Just wondering how are you with the kids and around the house? Do you help her with the kids and household chores? Are you the kind of dad she expects? I asked you these questions as this is a very important factor in our relationship. If one of us is not giving the right attention and care to the children and treating them well or not spending quality time as a family our romance goes down the drain. We definitely love each other but romancing on everyday basis? That depends on a lot of things. 
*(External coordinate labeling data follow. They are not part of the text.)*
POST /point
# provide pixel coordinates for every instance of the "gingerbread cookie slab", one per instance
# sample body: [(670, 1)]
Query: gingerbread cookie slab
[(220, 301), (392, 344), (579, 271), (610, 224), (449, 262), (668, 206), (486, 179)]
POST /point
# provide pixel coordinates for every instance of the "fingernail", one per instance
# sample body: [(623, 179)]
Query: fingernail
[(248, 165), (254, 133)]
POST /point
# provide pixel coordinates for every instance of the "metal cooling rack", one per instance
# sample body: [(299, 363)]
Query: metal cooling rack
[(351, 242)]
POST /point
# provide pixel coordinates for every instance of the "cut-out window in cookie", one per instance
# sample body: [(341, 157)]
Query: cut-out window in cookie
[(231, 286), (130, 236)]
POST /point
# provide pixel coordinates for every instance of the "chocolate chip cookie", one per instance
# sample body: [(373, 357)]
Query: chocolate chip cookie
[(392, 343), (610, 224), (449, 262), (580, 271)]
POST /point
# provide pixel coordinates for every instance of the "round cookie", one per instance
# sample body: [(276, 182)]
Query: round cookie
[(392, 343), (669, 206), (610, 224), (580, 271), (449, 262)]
Instead of giving all the attention to her and romancing try doing something great as a family may be she will get excited. Just my 2 cents.


----------



## Rosie123 (Sep 5, 2011)

Not sure if this applies, but it seems to me it would. When my husband and I were first married, he was sort of like this. He'd do a lot for me, almost anything I asked. Even little stuff like, "can you grab that for me?" when I was able to easily get it myself. I got lazy and expected him to just do all the work when it came to the relationship. He was fine at first, but obviously, that can't last, lol. Since we didn't talk about it, it got to the point he didn't want to do anything for me at all! I still struggle with laziness but things are pretty good now. I think you guys are on the right track. Just keep talking, counseling if you feel the need, and yeah, don't get too clingy. It's easy for her to start taking that for granted and take advantage of it, even if she doesn't mean to. Like, if you seem too happy with how things are, why would she change?


----------